NYC : Agression d’une enseignante pro-Israël, les autorités font corps avec l’établissement
Le 20 novembre, dans un lycée du Queens, une manifestation a dégénéré et une enseignante a dû s'enfermer pour se protéger, ce qui interpelle sur les niveaux élevés d'antisémitisme
New York Jewish Week – Étudiants du lycée Hillcrest, dans le Queens, et autorités de la ville se défendent des accusations d’antisémitisme suite à l’agression d’un enseignant juif lors d’une manifestation, alors même que les dirigeants juifs locaux demandent des comptes.
La vidéo de cette manifestation chaotique, qui a eu lieu le 20 novembre et a fait le tour d’internet, a attiré de nombreuses critiques sur l’école allant jusqu’à des accusations d’antisémitisme, notamment de la part du maire de New York, Eric Adams.

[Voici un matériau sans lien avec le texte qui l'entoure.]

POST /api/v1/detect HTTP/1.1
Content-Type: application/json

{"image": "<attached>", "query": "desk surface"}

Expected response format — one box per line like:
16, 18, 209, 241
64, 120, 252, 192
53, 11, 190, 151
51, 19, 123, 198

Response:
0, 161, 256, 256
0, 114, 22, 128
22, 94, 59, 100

À l’occasion d’une conférence de presse donnée dans les locaux de l’établissement le 27 novembre dernier, le chancelier des écoles, David Banks, le président de l’arrondissement de Queens, Donovan Richards, et les dirigeants des organisations étudiantes se sont défendus de ces accusations, tout en condamnant l’incident et annonçant que des élèves seraient suspendus.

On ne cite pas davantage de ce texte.